趙大勇站在臺上,目光掃過臺下經歷劫難後更加堅毅的面孔,沉痛而憤怒地說:
“同志們,鄉親們!這筆血債,我們記下了!這是日本法西斯犯下的又一樁反人類罪行!它只會讓我們更加清醒,更加團結!血債,必要用血來償!我們要用更猛烈的戰鬥,更徹底的勝利,來告慰死難的同胞!”
追悼會變成了誓師會。悲憤化作了滔天的怒火和強大的動力。
與此同時,師部和軍區高度重視此次細菌戰事件。
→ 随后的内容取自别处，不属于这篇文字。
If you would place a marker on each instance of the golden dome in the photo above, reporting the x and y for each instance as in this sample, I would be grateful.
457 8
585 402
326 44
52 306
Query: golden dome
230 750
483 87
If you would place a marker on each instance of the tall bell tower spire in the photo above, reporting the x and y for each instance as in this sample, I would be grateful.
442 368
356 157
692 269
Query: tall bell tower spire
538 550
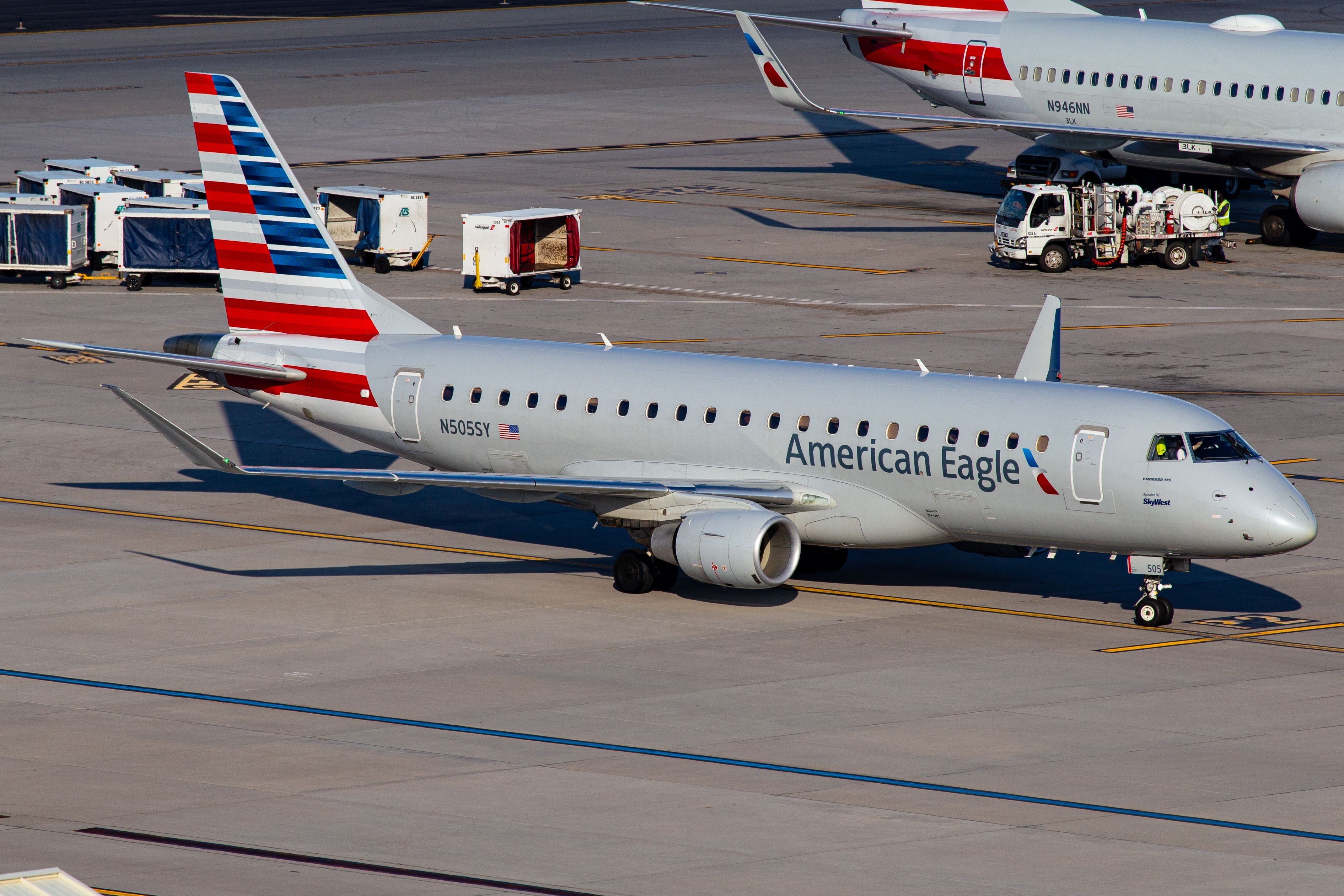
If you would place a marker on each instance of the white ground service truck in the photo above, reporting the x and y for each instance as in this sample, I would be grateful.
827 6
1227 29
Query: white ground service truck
1054 226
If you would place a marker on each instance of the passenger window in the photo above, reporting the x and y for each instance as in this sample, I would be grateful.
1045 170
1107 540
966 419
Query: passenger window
1167 448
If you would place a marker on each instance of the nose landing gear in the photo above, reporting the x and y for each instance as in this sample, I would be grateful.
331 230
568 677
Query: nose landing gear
1154 610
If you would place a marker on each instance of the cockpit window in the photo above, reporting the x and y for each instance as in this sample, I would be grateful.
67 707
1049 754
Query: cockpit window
1014 207
1219 447
1167 448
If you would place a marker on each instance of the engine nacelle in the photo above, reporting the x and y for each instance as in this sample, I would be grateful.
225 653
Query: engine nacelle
734 549
1319 197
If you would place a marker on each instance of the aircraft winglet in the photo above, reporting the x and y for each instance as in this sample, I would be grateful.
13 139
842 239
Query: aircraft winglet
1041 359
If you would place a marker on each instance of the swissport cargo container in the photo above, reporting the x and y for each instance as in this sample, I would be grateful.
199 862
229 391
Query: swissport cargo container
164 241
104 203
508 250
44 240
377 225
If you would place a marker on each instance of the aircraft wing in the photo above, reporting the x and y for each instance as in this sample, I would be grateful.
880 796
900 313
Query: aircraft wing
240 368
895 35
785 92
775 496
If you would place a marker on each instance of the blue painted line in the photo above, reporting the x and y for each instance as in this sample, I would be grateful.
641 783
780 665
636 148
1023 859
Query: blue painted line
687 757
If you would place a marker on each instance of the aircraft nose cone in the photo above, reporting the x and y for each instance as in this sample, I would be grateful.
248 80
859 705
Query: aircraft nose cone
1291 523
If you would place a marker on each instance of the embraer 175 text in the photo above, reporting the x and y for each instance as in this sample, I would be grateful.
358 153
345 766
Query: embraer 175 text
1242 97
729 469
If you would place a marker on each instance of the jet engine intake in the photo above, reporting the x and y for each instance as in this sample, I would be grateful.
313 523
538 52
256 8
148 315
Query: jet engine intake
1319 197
734 549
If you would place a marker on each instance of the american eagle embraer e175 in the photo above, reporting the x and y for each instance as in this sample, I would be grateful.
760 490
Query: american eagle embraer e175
729 469
1241 97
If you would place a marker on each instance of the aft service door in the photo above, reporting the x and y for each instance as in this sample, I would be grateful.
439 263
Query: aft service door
972 72
405 393
1089 448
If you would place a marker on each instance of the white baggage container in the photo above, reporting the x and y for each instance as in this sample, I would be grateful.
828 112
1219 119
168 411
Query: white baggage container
508 250
48 183
104 202
44 240
155 183
377 225
27 199
101 170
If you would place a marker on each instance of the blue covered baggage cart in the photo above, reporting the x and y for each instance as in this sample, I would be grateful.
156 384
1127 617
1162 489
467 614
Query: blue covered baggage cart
44 240
166 241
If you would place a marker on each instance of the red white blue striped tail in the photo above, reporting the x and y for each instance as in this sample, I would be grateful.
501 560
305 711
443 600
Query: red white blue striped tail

一方面,將獨立團成功防疫的經驗總結成材料,迅速下發至其他兄弟部隊,以提高全軍防範日軍細菌戰的能力。
另一方面,透過秘密渠道,將日軍使用細菌戰的證據(包括偵察排找到的特殊陶罐碎片、實驗室檢測報告、受害者證詞等)設法透露給國際社會,雖然過程艱難且效果受限,但這是揭露敵人罪行、爭取國際輿論的重要鬥爭。